Postby jimwalton » Fri May 29, 2015 4:30 pm

DB, thanks for writing. Isaiah 13 is not so much an attack on historical Babylon as it was on what Babylon stood for: immorality, idolatry, and demonism, as well as human deification. In the ancient Israelite mindset, Babylon represented all that was rotten and corrupt—the very embodiment of evil as demonstrated by a whole empire. Their history reaches all the way back to Genesis 11 as a culture of arrogant self-deification and power opposed to God. The story of Babylon is the story of nation that defies God. Even outside of the religious context, Babylon was an empire known for its brutality, such as flaying people by removing their skin. this was part of their psychological warfare and was a foreign policy of the empire. They kept their vassal peoples under control through terror.

As far as "collective punishment," we're guilty of regressive anachronism is we read the individuality that is so natural and common in both our mindset and our culture back into the ancient world. The ancients knew nothing of "individuality" in that sense, but perceived their lives in the context of family, clan, and culture. Perhaps a light modern analogy would be that of a sports team: They win or lose as a whole. No one would ever say, "Well, the team lost 84-45, but I won because I scored 30 of our team's 45 points." No, that doesn't matter. You win as a team or lose as a team. In the ancient world, individuality was never a part of the culture. They didn't even think that way. Everything was about the family, clan, tribe, and nation. Everything. They stood together, they fell together. It was an honor-shame culture. If someone did something wrong, it shamed the whole city, for instance, and they would all expect the whole city to be judged by the gods for the sin. They weren't at all being punished for the accident of their birth, but by their complicit participation in a culture defined by systemic evil.

> He seems very selective about dishing put the punishment. So selective he seems blind to pretty egregious behavior.

You'll need to explain what you mean here. Remember that when the Babylonians sinned, God judged them, and when the Israelites were guilty of the same sins, he judged them too. So some explanation from you would be useful to the discussion.

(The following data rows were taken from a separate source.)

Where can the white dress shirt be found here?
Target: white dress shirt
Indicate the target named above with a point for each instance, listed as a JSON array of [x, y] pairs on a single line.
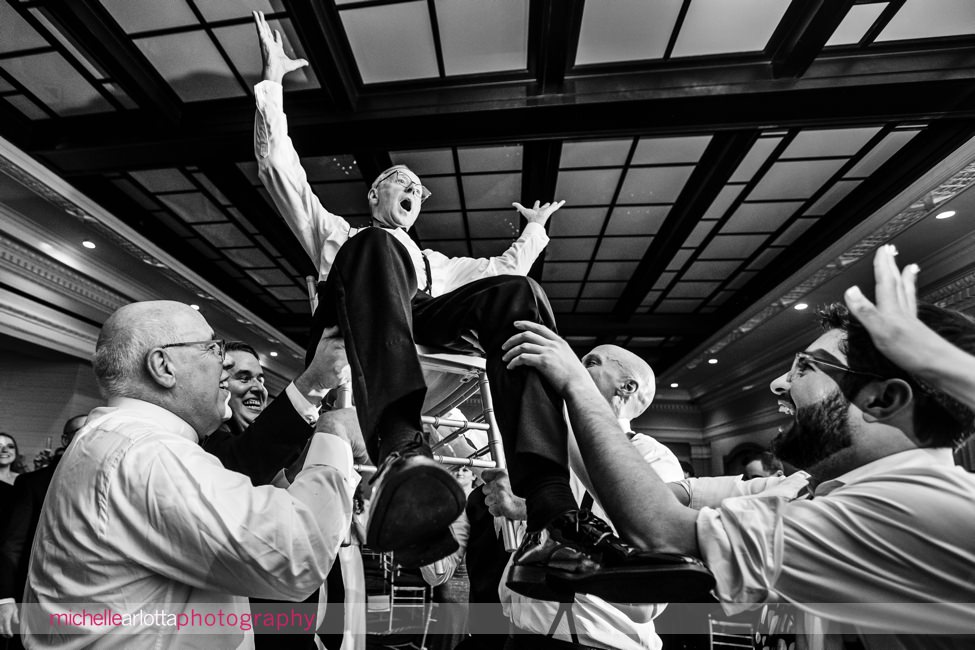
[[139, 518], [322, 233], [885, 551], [597, 622]]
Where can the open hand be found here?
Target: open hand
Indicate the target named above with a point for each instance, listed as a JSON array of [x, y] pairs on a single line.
[[892, 323], [276, 62], [538, 347], [538, 214], [344, 423], [499, 498]]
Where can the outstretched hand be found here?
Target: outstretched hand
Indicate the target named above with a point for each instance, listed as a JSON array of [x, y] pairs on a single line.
[[892, 322], [538, 213], [276, 62], [538, 347]]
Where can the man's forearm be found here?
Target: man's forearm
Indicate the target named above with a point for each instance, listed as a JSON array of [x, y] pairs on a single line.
[[640, 505]]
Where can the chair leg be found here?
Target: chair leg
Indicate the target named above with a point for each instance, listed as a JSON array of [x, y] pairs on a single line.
[[497, 453]]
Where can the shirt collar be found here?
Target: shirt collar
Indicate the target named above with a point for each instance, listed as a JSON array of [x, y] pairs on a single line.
[[160, 416], [921, 457]]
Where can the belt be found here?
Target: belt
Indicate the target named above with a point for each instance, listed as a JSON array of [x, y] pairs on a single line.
[[523, 639]]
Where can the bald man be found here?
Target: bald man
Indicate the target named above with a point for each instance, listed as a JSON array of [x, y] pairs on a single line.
[[628, 384], [146, 529]]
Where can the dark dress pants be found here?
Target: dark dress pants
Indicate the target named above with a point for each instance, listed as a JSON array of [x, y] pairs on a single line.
[[371, 294]]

> The culture must be destroyed?

Yes. Some cultures collapse and become nothing but corruption. The closest example we see of this today might be in present day Somalia. Between the warlords, the government, and drug runners, the sex trade, and ISIS, the whole culture has become intractable and incorrigible. Hope for justice, reform, and morality is low. It needs a complete overthrow, overhaul, and replacement which could only happen through very drastic measures.

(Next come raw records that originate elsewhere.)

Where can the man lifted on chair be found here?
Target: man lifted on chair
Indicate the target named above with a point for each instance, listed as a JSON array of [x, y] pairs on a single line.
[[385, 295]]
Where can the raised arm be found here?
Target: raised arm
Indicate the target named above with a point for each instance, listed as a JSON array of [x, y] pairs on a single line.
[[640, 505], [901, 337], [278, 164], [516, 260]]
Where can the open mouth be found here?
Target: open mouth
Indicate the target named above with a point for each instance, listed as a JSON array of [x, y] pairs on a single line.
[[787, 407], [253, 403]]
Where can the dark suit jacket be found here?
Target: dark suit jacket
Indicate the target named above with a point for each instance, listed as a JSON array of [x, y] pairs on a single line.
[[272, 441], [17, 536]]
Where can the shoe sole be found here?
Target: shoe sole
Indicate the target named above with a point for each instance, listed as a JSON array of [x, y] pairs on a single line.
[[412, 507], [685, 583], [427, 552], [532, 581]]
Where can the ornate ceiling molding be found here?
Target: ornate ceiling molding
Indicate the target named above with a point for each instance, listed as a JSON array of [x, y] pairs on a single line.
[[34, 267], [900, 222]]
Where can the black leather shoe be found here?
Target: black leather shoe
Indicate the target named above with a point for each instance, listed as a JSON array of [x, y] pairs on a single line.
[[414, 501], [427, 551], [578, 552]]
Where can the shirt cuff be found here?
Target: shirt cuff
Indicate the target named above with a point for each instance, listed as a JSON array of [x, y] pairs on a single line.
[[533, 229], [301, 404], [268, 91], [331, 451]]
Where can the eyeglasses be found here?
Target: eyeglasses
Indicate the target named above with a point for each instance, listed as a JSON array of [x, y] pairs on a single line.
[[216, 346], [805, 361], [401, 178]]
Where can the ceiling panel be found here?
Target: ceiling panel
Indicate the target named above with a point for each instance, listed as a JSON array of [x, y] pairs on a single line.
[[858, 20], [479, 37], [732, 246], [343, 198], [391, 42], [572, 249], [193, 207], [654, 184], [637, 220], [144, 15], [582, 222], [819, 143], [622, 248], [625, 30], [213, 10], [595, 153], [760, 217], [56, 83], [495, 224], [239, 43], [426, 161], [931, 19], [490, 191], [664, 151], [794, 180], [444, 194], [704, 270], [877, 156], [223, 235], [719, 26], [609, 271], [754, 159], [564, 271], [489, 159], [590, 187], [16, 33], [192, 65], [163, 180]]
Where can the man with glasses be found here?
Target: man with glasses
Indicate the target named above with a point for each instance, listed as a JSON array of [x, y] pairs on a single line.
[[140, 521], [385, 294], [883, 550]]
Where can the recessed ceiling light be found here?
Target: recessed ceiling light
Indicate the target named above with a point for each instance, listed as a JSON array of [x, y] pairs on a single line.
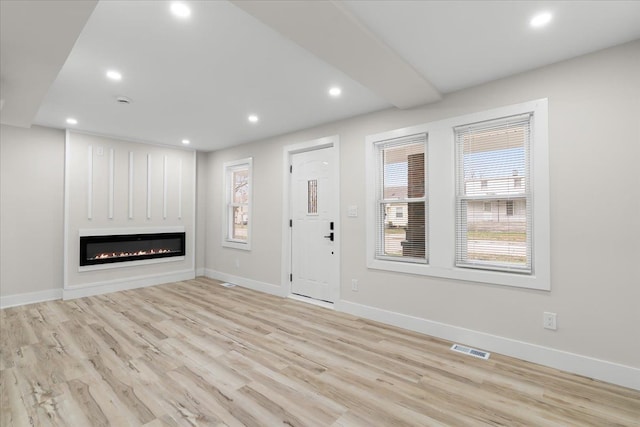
[[181, 10], [335, 91], [114, 75], [540, 20]]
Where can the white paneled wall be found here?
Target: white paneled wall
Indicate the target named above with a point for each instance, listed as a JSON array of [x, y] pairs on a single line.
[[115, 184]]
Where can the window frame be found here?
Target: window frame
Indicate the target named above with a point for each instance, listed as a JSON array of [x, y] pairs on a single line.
[[227, 205], [441, 208], [382, 201]]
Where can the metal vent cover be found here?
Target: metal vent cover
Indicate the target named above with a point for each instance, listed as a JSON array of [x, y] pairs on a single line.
[[471, 351]]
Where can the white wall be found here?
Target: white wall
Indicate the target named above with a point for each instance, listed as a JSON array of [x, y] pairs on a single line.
[[594, 134], [171, 191], [31, 210]]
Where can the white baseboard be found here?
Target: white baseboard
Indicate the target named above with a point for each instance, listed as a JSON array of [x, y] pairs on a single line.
[[247, 283], [30, 298], [125, 284], [603, 370]]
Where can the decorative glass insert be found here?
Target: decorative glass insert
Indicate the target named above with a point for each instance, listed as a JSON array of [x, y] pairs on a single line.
[[312, 197]]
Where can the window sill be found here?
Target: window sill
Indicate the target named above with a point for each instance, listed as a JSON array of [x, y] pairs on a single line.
[[518, 280], [246, 246]]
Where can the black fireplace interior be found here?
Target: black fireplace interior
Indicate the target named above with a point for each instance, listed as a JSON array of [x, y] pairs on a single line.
[[130, 247]]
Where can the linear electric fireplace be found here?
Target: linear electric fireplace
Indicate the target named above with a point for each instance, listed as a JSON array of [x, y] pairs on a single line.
[[130, 247]]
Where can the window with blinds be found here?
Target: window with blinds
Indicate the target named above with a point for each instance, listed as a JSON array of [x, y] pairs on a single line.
[[494, 200], [237, 203], [401, 199]]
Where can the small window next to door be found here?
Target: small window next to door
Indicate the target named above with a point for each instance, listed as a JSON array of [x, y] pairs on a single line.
[[237, 204], [312, 197]]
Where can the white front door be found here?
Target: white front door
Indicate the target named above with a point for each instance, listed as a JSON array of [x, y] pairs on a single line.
[[314, 210]]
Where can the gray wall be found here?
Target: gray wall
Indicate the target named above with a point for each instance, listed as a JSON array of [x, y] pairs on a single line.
[[594, 138], [31, 209]]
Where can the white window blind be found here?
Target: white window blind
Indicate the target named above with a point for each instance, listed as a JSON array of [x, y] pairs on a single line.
[[401, 199], [494, 200]]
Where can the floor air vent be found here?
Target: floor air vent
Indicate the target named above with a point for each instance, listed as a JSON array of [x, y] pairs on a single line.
[[471, 351], [228, 285]]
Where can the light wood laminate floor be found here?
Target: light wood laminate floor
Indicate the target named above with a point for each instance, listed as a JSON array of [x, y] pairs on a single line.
[[196, 354]]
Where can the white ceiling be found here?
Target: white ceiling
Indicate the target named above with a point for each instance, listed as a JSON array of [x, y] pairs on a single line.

> So kill people who you disagree with?

Oh, not at all. This is far from an accurate assessment of what Isaiah is calling for.

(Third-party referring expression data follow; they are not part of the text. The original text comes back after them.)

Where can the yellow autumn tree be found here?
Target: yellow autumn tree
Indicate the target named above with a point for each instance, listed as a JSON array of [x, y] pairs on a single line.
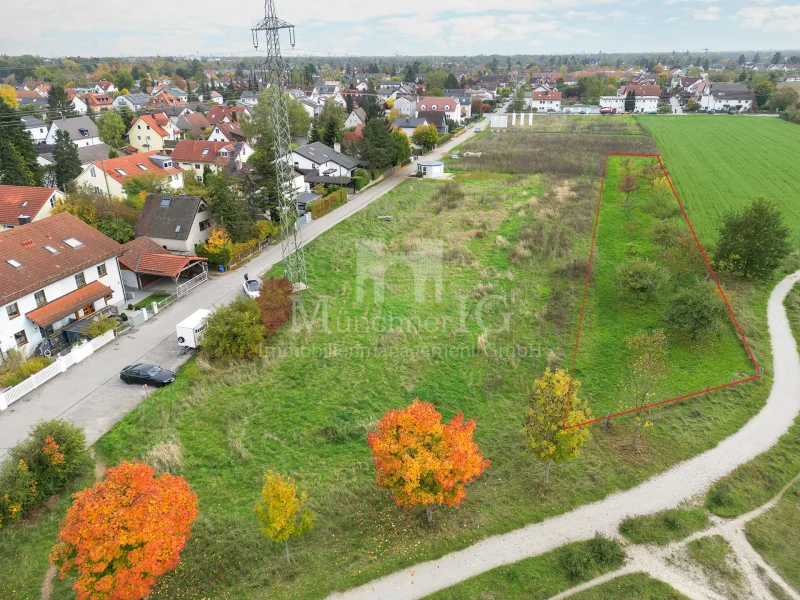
[[547, 431], [8, 95], [282, 512]]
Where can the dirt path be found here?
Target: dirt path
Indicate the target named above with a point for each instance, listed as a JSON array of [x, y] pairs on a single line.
[[52, 570], [666, 490]]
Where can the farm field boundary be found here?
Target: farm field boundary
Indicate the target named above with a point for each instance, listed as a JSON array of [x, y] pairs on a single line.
[[713, 275]]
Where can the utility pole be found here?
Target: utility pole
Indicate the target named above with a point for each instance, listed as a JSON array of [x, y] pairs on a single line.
[[275, 69]]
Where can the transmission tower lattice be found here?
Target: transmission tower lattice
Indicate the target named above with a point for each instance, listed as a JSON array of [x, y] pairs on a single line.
[[275, 70]]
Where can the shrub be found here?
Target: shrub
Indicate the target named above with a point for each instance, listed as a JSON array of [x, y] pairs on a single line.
[[21, 371], [325, 205], [99, 326], [40, 466], [275, 303], [266, 230], [234, 331]]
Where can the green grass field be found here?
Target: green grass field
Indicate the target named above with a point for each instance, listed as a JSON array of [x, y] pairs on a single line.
[[720, 163], [306, 407]]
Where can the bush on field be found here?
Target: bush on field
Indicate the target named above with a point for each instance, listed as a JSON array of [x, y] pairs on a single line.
[[266, 230], [40, 466], [100, 326], [234, 331], [325, 205], [19, 370], [275, 303]]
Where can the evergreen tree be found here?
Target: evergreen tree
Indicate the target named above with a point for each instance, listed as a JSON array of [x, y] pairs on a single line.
[[68, 163], [18, 165]]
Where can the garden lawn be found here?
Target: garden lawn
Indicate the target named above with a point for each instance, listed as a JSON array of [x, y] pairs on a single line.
[[512, 243], [719, 163]]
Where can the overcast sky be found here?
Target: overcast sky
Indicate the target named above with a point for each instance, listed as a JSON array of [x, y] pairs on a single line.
[[381, 27]]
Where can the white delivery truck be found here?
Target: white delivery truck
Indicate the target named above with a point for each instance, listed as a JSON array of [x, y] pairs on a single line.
[[190, 331]]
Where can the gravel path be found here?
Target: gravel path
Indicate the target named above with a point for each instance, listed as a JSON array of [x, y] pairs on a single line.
[[682, 482]]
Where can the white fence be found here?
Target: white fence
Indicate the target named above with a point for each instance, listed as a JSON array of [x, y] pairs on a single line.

> Legitimate basis for the use of violence.

I'm not speaking of capital punishment, but military intervention. ISIS today cannot be stopped by diplomatic conversation, but only by the use of greater force to create peace and justice. If you go back and read my #6 in a previous post, it's explained there.

Hope that helps to begin a reasonable conversation. Talk with me. The point is that when a society or culture becomes incorrigibly corrupt and systemically unjust and steeped in violence (much like Germany of the early 1940s), sometimes the only way to bring about moral reform is the use of moral force via military action to bring radical and systemic change to the culture. That's what Isaiah is talking about.